The agent is the diligent counsel. Not the apprentice — that word is doing too much, with its picture of someone supervised because they are still learning. Elsewhere I have described this in the register of daily delegation, where the discipline is to hand the task down without handing the signature down. The counsel is technically competent, often expert; supervised not by distrust but by constitutional design. The authority belongs to the principal because it must; the counsel prepares the act, commits to it in writing, hands it up. What the counsel cannot do is sign. What the catalog adds, and what content-addressing and traversal preserve, is the property that the counsel’s preparation is structurally legible: anyone with access to the records can reconstruct exactly what was proposed, why it was proposed, and whether the signed act matched the proposal.

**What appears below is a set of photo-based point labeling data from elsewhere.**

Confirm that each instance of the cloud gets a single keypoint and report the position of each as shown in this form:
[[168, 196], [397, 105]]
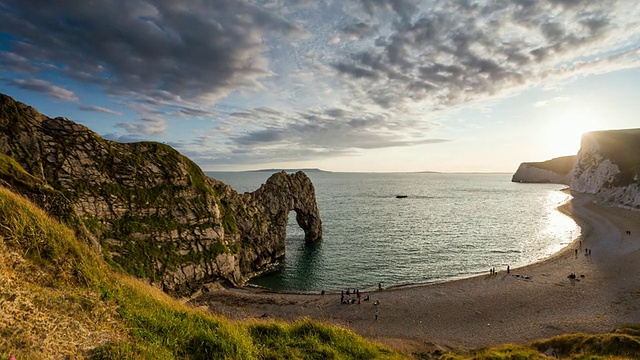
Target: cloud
[[100, 109], [17, 63], [146, 126], [448, 53], [46, 88], [549, 102], [195, 49]]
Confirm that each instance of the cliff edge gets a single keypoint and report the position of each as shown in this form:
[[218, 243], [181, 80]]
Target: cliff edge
[[607, 166], [146, 208], [555, 171]]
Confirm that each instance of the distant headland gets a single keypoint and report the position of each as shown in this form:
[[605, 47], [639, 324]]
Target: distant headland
[[607, 166]]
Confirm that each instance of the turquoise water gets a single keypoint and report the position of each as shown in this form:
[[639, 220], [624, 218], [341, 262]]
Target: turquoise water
[[448, 226]]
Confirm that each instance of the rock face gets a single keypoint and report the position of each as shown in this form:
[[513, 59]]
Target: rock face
[[148, 209], [553, 171], [607, 166]]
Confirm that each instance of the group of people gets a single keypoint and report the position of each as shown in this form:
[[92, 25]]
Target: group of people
[[352, 297], [493, 270]]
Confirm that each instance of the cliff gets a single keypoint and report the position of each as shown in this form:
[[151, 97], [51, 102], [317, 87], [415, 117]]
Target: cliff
[[556, 171], [607, 166], [146, 208]]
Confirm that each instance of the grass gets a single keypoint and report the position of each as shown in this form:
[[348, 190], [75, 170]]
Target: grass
[[59, 298]]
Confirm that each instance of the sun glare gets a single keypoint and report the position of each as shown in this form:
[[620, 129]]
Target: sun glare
[[564, 132]]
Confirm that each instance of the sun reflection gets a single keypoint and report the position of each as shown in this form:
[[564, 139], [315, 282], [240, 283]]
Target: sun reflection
[[558, 225]]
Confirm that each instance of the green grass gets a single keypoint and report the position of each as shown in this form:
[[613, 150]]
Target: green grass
[[155, 325]]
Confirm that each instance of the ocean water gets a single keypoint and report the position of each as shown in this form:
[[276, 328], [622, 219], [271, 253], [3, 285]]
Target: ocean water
[[449, 226]]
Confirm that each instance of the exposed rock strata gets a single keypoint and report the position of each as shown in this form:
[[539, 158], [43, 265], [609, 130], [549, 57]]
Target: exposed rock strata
[[553, 171], [607, 166], [147, 208]]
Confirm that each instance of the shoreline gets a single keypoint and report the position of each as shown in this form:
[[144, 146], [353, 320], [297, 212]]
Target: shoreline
[[532, 302]]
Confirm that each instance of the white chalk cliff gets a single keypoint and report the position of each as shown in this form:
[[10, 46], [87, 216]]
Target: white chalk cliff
[[607, 166]]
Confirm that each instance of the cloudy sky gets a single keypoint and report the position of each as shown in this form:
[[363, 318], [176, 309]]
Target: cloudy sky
[[342, 85]]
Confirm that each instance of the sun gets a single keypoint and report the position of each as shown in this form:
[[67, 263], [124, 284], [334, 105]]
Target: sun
[[563, 132]]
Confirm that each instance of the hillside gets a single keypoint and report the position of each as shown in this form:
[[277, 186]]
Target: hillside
[[146, 208], [607, 166], [556, 170], [59, 298]]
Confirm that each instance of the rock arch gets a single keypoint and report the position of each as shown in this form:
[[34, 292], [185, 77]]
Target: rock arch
[[283, 193]]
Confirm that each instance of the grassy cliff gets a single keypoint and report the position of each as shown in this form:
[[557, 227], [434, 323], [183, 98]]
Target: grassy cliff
[[58, 298]]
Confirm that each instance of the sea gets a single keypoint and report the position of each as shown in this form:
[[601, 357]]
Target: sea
[[449, 226]]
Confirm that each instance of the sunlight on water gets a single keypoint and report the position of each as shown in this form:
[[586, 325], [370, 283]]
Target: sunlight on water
[[448, 226], [558, 225]]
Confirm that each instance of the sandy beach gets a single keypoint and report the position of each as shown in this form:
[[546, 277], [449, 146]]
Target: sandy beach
[[529, 303]]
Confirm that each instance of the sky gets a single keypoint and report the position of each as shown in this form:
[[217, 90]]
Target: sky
[[340, 85]]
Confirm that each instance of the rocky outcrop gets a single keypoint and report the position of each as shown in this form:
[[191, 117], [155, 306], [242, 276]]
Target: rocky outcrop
[[608, 166], [148, 209], [555, 171]]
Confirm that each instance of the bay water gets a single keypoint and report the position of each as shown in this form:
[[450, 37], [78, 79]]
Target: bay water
[[448, 226]]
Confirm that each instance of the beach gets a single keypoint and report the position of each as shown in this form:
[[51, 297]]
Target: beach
[[528, 303]]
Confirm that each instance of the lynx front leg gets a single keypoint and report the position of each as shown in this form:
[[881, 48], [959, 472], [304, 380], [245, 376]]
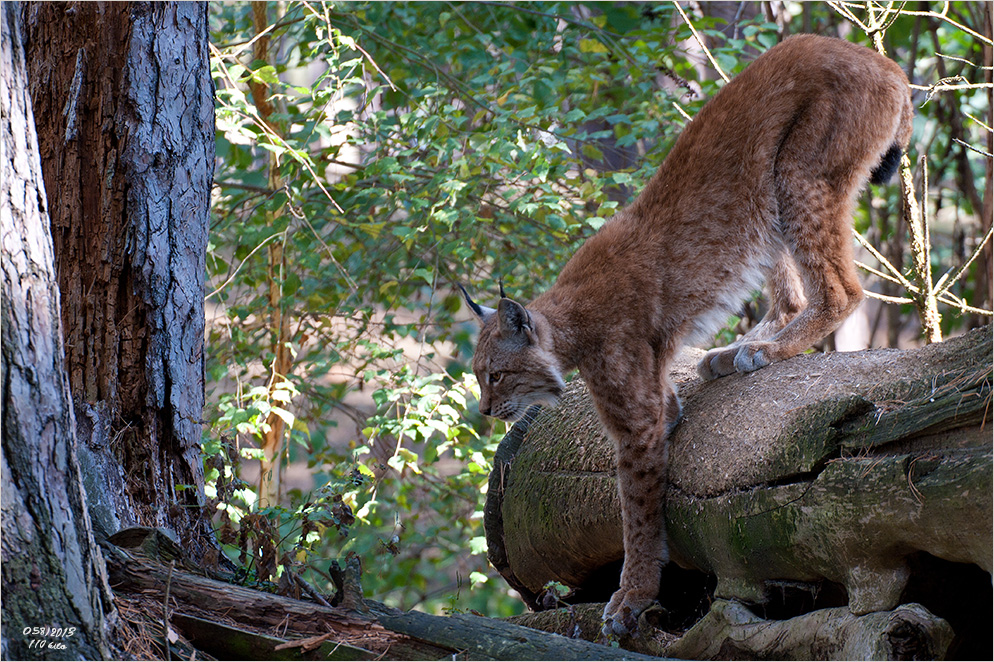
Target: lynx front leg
[[642, 449]]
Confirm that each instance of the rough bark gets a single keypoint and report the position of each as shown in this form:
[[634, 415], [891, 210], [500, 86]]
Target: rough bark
[[843, 470], [731, 631], [55, 588], [124, 103], [235, 622]]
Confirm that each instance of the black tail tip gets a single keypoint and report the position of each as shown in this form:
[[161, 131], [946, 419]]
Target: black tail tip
[[887, 166]]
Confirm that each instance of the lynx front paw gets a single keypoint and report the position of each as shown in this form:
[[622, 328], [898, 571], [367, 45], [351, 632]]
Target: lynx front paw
[[622, 612], [717, 363], [752, 356]]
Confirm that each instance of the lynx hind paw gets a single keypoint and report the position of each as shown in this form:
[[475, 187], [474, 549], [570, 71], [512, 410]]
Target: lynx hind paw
[[717, 363], [622, 612], [752, 357]]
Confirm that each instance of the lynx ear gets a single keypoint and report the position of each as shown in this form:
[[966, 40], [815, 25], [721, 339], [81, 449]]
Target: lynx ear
[[482, 312], [513, 317]]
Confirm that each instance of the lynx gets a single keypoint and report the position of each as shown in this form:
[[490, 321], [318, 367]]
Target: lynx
[[761, 184]]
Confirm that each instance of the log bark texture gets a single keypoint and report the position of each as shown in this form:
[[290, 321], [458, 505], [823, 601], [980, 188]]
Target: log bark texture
[[235, 622], [125, 111], [840, 467], [54, 587]]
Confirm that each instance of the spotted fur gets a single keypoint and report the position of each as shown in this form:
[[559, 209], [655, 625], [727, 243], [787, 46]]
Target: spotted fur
[[762, 183]]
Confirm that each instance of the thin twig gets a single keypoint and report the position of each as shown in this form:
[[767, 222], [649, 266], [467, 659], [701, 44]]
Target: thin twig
[[700, 41], [165, 611], [939, 291], [972, 148]]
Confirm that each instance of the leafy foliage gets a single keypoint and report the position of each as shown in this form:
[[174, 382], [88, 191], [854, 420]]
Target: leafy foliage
[[421, 145]]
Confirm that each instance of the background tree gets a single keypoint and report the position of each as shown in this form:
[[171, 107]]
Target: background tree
[[125, 119], [55, 589]]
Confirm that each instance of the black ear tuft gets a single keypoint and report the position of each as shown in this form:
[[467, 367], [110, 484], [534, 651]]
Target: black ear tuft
[[482, 312], [513, 317]]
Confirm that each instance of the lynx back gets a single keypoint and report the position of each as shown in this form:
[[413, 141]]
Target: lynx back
[[761, 184]]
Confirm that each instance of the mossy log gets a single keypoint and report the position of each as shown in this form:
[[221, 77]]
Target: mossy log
[[848, 470], [232, 622]]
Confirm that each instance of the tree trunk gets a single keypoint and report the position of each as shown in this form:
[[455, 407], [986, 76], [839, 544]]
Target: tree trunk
[[858, 477], [124, 103], [55, 588]]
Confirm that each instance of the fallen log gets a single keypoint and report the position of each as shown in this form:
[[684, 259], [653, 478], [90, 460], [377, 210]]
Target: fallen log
[[851, 473], [228, 621]]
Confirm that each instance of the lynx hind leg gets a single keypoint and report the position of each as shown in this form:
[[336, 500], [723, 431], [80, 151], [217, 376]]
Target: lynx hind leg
[[642, 450], [816, 217], [786, 300]]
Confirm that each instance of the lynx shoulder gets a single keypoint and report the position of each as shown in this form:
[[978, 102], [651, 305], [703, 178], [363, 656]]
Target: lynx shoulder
[[760, 186]]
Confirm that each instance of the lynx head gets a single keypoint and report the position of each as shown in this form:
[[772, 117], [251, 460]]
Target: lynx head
[[514, 362]]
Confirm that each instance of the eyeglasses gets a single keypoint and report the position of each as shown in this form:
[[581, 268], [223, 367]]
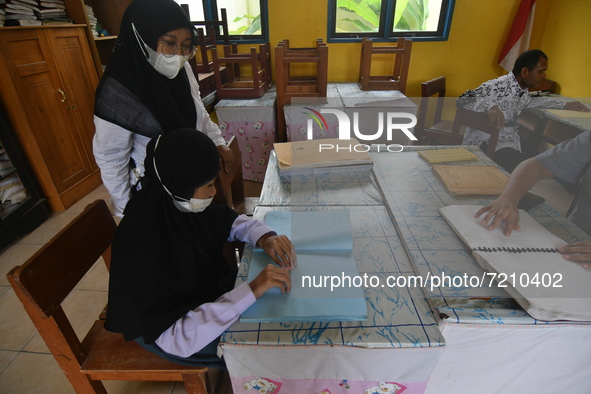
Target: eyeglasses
[[169, 49]]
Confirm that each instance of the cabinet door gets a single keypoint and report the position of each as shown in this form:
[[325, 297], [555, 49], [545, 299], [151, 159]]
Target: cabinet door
[[58, 105], [79, 79]]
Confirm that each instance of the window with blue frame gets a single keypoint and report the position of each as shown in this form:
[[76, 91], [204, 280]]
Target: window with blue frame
[[247, 19], [386, 20]]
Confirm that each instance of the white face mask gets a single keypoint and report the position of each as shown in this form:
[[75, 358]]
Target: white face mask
[[194, 205], [167, 66]]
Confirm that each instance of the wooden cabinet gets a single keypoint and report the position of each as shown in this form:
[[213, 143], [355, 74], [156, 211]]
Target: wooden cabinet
[[48, 80]]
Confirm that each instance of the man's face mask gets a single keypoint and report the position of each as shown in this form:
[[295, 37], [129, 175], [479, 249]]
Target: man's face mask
[[167, 66]]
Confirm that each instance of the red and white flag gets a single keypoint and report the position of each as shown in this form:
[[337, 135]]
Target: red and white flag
[[518, 38]]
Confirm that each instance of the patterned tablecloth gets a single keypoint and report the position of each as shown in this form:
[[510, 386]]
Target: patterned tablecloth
[[252, 122]]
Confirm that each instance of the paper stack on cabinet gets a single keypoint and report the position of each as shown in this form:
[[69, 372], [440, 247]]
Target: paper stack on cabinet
[[527, 264]]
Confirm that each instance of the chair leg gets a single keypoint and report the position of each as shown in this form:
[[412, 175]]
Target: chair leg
[[197, 383]]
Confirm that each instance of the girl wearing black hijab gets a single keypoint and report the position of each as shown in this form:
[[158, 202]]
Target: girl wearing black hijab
[[169, 287], [147, 89]]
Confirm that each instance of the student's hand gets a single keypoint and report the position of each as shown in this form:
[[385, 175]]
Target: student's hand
[[502, 209], [227, 157], [280, 249], [495, 117], [271, 276], [576, 106], [579, 252]]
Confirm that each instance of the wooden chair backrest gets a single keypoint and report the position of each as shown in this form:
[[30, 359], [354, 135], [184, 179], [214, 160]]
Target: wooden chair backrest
[[476, 120], [49, 276], [435, 86], [230, 185], [398, 79], [290, 86]]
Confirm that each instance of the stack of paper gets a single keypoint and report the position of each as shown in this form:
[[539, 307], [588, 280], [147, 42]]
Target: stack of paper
[[20, 12], [527, 265], [471, 180], [52, 12], [322, 154], [323, 243]]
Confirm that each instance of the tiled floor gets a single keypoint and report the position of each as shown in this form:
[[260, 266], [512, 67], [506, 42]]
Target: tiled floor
[[26, 366]]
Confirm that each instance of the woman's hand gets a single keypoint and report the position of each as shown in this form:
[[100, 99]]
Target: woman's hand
[[279, 248], [579, 252], [227, 157], [502, 209], [271, 276]]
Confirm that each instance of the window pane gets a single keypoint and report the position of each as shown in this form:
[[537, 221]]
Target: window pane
[[195, 9], [244, 16], [417, 15], [358, 16]]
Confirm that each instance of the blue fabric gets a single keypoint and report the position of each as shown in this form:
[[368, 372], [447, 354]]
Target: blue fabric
[[326, 285]]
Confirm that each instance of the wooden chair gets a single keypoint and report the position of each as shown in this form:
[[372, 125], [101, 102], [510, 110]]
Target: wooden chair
[[290, 86], [396, 81], [49, 276], [202, 63], [236, 85], [440, 131], [476, 120], [230, 185], [230, 191]]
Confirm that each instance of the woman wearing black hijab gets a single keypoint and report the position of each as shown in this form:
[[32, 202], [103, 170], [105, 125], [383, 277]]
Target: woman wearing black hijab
[[169, 285], [147, 89]]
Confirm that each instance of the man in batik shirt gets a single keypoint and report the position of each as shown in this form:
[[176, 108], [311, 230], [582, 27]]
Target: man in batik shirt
[[503, 99]]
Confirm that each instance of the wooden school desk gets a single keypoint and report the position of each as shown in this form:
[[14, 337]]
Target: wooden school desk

The file is still on the laptop, named for its own content. Inside it, a paragraph of Portuguese describes a result it does not produce. A reader will arrive, eventually.
For further reading#
- Paul Christiano, Buck Shlegeris, Dario Amodei, Supervising strong learners by amplifying weak experts (2018) — the canonical paper on scalable oversight; the bandwidth question this design answers in the concrete is the one the paper poses in the abstract.
- Dylan Hadfield-Menell et al., The Off-Switch Game (2017) — corrigibility as game theory. The human-approval-before-apply step in PINK is a concrete shape of what this paper formalizes.
- Stuart Russell, Human Compatible (2019) — the values-vs-instrumental-policies separation at book length; Tier 1/Tier 2+ is what it looks like when you make the separation operational.
- Lucy Suchman, Plans and Situated Actions (1987) — the plan as accountable artifact, not as causal cognition. The proposal markdown is exactly this: not a record of how the agent decided, but the structured commitment by which the decision will be judged.
- Ralph Merkle, A Digital Signature Based on a Conventional Encryption Function (1987) — the original Merkle-tree construction. The canon’s content-addressing borrows the same trick: a node’s identity is the hash of its content; edges reference hashes; the graph is verifiable end to end.
- Dan North, Introducing BDD (2006) — where Gherkin came from. The grammar was designed for human-readable test specification; that it survives as the grammar of an agent’s allowed actions is a happy accident with a long lineage.
- Kevin Ashley, Modeling Legal Argument: Reasoning with Cases and Hypotheticals (1990) — the expert-systems-in-law tradition (HYPO, CATO) is the prehistory of this design. They tried to encode legal reasoning in machines; we are now encoding it as the boundary of what a machine is allowed to do.